What is Apache Spark?
What is Spark Structured Streaming?
Study Guide

What is Databricks?

Databricks Lakehouse platform is a unique amalgamation of the tools needed to build a Data driven organization. Let’s consider three personas in a typical organization-

Data Engineer: makes sure that the data makes it’s way from the source to destination that transforms itself along the way. A DE makes sure the data is structured and cleansed in such a way that it is ready to be consumed by the Analysts and Scientists to build Analytics and Models to produce insights.
Data Analyst: makes sure that the structured data is used to produce valuable insights for the team. A DA slices and dices the structured data according to their needs so that they can view the data from different perspectives.
Data Scientist: makes sure that the structured data is used to produce Machine Learning models that helps companies make better business decisions and scale according to the need.

As you can see how an organization depends on the above personas to create a robust pipeline of success. It’s difficult to find one tool that can satisfy all the needs. That’s where Databricks comes into the picture. This platform is designed to fulfill all the data needs ranging from Engineering to Analytics to Model Building in one single platform.

Screenshot 2023-07-28 at 2.20.11 PM.png

Source: Databricks Docs

So.. Databricks is an all in one platform that can handle your data needs from building, deploying, sharing, and maintaining data solutions at scale and that also means it’s a single platform for your entire data team to collaborate. Databricks sits on top of your existing cloud whether that is AWS, Azure and GCP or even a multi-cloud combination of these 3 clouds.

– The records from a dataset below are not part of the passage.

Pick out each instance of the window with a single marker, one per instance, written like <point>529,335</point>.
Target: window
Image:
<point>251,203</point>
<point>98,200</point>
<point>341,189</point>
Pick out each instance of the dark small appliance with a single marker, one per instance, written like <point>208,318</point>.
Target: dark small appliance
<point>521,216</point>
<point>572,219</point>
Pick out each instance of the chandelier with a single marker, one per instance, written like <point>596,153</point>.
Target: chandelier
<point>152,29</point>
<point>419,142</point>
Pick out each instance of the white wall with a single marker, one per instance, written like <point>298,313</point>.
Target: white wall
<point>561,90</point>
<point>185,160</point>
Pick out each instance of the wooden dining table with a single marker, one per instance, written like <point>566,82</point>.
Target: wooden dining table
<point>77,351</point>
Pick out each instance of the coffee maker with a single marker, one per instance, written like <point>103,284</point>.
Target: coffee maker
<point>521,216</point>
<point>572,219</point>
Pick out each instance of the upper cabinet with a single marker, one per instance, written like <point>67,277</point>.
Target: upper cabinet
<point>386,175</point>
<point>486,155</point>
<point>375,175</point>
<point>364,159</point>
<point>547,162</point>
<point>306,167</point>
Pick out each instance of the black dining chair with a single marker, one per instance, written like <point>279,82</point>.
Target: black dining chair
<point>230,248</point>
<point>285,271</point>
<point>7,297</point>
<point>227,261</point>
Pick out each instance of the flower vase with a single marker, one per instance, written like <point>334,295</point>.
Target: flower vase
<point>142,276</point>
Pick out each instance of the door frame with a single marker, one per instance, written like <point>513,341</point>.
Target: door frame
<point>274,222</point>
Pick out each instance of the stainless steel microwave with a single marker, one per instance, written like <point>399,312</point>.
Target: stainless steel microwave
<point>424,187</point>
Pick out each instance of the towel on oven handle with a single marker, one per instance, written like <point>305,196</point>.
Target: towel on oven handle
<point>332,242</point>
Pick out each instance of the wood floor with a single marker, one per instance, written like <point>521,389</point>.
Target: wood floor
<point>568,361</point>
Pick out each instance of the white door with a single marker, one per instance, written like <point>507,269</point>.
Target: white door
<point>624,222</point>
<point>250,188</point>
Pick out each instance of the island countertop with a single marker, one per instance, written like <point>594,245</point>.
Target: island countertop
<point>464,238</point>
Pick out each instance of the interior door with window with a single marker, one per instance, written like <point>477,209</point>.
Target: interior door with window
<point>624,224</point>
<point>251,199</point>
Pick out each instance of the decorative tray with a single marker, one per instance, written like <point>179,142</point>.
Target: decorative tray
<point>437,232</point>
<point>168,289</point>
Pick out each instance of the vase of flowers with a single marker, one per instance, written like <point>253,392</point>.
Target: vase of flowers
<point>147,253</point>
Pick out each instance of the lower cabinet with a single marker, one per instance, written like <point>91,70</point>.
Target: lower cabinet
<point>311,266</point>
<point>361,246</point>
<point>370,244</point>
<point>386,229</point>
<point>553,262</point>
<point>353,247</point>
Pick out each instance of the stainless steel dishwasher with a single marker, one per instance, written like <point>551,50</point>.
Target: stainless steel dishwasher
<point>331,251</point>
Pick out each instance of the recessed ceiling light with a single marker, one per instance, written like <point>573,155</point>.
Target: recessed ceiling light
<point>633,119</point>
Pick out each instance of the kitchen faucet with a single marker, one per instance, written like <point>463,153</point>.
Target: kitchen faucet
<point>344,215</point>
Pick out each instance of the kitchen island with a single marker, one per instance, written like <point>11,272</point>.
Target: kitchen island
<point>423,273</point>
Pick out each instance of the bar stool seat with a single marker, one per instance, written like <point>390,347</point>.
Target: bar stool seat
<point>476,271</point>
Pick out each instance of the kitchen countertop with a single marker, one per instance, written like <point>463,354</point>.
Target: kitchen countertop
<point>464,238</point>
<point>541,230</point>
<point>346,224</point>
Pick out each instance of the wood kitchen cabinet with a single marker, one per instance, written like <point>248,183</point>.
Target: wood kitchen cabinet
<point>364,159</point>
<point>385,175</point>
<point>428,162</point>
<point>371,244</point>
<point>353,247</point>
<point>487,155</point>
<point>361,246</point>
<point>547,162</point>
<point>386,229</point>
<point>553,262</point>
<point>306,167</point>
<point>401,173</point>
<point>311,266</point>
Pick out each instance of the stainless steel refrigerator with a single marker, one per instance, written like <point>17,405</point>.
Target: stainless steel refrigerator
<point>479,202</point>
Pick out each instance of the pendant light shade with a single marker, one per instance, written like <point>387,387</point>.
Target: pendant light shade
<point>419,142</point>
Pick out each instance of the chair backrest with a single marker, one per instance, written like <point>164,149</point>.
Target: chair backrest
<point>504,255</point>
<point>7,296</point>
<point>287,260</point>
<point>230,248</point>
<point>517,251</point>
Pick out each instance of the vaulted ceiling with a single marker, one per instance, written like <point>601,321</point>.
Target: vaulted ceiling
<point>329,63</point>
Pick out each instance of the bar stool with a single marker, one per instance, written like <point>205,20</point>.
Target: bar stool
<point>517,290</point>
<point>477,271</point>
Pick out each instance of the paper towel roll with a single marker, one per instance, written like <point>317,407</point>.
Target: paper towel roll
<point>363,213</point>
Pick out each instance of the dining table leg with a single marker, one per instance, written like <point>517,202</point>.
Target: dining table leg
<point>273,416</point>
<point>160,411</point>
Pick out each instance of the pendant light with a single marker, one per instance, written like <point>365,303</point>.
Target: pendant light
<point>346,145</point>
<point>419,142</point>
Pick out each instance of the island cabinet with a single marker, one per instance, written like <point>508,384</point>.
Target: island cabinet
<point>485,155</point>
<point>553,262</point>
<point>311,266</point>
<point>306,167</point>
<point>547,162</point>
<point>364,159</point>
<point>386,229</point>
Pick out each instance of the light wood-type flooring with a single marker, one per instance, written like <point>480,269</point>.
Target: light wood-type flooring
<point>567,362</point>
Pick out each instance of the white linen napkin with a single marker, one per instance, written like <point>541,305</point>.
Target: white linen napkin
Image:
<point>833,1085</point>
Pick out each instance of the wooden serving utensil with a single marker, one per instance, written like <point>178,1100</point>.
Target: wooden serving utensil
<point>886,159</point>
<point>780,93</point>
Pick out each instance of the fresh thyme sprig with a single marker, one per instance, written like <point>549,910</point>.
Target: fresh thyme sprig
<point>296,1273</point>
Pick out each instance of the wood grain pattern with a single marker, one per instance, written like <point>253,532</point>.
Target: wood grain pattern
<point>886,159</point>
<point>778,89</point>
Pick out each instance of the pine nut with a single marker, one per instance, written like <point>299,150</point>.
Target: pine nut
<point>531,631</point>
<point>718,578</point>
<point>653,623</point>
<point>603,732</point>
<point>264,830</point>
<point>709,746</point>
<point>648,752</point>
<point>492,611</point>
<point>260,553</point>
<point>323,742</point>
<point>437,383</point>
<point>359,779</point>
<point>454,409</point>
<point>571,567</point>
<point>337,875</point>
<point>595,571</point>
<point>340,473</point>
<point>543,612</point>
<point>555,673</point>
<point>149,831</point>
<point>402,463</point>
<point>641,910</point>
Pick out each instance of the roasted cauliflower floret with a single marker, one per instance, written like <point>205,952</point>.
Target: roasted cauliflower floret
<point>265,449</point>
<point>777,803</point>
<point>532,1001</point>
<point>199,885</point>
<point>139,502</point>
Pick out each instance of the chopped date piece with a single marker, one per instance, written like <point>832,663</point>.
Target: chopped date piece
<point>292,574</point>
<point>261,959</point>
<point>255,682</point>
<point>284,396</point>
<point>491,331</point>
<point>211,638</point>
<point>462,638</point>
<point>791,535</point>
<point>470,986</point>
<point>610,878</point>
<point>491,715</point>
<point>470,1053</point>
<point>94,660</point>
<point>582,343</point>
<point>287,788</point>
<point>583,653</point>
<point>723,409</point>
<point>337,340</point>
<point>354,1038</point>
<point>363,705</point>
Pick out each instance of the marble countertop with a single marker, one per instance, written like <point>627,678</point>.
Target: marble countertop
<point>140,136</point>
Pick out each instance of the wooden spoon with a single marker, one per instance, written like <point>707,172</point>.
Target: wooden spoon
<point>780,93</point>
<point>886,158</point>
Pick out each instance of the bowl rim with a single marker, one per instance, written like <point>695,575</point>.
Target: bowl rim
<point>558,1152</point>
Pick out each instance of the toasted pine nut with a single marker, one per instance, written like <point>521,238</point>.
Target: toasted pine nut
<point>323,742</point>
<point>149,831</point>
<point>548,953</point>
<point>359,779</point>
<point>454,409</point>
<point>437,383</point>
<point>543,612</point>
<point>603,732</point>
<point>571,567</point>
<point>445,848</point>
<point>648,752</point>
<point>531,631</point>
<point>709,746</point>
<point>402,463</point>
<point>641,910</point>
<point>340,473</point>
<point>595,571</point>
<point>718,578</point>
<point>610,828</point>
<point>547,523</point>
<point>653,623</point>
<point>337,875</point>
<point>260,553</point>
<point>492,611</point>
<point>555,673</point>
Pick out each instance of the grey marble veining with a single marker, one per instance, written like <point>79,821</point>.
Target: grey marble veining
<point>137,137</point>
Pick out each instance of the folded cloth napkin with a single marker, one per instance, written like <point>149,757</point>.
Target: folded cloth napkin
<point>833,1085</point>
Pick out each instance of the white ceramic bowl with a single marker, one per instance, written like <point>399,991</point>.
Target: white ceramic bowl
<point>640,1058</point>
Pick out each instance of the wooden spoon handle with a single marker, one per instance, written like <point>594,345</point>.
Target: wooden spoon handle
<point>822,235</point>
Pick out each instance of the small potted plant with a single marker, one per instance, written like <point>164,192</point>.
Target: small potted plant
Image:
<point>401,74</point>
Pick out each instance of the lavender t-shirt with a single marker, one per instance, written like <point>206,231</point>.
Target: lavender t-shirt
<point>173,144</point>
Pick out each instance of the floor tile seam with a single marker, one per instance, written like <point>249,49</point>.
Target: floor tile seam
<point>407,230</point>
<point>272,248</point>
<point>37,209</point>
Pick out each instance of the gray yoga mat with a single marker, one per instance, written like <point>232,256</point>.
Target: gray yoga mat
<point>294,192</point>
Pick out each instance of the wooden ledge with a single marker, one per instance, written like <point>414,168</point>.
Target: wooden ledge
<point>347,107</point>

One major component of the Platform that I would like to discuss in this post is Streaming. But before that, let’s discuss batch processing.

What is Batch Processing?

Batch Processing is a process of running repetitive, high volume data jobs in a group on an ad-hoc or scheduled basis. Simply put, it is the process of collecting, storing and transforming the data at regular intervals. A common scenario is a data warehousing ETL job that runs once every night that extracts the data from the source application, applies transformational logic to it and stores it inside the destination warehouse. In this scenario, there is a 24-hour interval between two consecutive job runs and that also means there is a one day latency between our data warehouse and the source application.

Example of Batch Processing:

Let’s look at a concrete example for Batch processing. Let’s say we have 3 grocery stores owned by one retailer say Whole Foods. Whole foods keeps track of the overall revenue across all 3 stores. But instead of processing every purchase in real-time, Whole Foods processes each store’s daily revenue at the end of day in batches.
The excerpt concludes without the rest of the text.